Private Sub Command1_Click()
txt_ergebnis = cnt
For cnt = 1 To Len(varZeichenF)
  varText = Replace(varText, Mid(varZeichenF, cnt, 1), Mid(varZeichenR, cnt, 1))
Next cnt
End Sub


aber das geht so bei mir nicht!

welche commands muss ich erstzen für die zeichen?

varZeichenF : L ?
varZeichenR: 1 ?


----------



## DrSoong (14. Oktober 2003)

varZeichenF : Die Zeichen, die ersetzt werden sollen (können ruhig mehrere sein)
varZeichenR: Die Zeichen, die statt dessen eingefügt werden sollen.
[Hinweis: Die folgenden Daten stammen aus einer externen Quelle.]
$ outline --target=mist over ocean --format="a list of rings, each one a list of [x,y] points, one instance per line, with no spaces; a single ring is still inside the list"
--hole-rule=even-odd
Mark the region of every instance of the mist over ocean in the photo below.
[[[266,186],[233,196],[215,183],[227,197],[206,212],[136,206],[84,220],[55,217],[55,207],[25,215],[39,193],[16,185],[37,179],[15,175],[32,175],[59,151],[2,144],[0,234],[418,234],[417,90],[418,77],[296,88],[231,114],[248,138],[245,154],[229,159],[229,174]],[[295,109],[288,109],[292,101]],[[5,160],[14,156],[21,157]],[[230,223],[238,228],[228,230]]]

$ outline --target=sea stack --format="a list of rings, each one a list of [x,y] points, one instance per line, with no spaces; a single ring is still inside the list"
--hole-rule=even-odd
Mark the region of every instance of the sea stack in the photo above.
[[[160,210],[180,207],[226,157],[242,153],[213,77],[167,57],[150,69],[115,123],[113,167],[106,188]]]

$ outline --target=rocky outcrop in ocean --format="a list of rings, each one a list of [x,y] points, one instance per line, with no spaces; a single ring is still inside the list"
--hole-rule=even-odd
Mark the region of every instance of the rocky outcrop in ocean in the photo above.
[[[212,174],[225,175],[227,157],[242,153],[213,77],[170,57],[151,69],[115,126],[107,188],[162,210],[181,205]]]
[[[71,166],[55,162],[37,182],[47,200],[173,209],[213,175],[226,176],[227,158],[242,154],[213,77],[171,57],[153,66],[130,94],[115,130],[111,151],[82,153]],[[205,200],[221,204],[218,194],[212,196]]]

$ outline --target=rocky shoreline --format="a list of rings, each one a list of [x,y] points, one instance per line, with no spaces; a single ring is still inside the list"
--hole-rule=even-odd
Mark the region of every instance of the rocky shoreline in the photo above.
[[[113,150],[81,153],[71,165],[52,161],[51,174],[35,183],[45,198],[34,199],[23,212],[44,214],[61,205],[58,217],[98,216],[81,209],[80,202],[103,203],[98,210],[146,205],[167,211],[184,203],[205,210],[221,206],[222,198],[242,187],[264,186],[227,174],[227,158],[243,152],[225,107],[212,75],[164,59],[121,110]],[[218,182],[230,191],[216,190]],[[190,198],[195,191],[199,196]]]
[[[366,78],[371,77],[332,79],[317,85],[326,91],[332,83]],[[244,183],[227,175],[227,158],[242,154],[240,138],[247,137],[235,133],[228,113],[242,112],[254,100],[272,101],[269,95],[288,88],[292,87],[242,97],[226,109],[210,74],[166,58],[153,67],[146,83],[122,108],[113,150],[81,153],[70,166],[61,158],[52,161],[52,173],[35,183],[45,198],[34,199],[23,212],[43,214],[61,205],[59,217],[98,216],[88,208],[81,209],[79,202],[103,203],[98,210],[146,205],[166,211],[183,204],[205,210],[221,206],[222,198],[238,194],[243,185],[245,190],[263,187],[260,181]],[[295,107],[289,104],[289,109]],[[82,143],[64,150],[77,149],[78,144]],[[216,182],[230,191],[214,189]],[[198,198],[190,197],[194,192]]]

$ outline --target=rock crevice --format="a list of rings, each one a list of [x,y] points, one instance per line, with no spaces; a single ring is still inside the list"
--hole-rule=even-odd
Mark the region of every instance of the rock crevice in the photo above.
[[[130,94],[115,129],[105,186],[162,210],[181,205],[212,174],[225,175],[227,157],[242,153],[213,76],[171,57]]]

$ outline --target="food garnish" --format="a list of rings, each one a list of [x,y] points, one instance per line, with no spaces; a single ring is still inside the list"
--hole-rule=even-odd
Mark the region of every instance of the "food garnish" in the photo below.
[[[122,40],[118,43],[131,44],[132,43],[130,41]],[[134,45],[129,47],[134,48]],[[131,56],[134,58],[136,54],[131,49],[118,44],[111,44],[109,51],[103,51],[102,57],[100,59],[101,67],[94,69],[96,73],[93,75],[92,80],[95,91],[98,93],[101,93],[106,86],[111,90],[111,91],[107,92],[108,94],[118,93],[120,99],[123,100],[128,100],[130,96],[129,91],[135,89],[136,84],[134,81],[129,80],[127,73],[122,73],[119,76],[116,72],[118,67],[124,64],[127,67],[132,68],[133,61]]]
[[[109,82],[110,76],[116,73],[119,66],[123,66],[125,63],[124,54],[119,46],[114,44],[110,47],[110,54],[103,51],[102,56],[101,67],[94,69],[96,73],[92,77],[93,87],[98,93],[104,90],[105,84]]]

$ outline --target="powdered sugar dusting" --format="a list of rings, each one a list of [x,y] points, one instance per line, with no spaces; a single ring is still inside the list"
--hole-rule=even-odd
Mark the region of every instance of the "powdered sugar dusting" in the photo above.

Dabei muss eine Übereinstimmung mit der Variable varZeichenF herrschen (wenn z.B: das Zeichen L durch 7 ersetzt werden soll, so muss in varZeichenF an Stelle x das L stehen, in varZeichenR an Stelle x das 7, usw.)

Beispiel:
varZeichenF = "Lo"
varZeichenR = "70"
Damit wird später das "L" durch "7", dass "o" durch "0" ersetzt.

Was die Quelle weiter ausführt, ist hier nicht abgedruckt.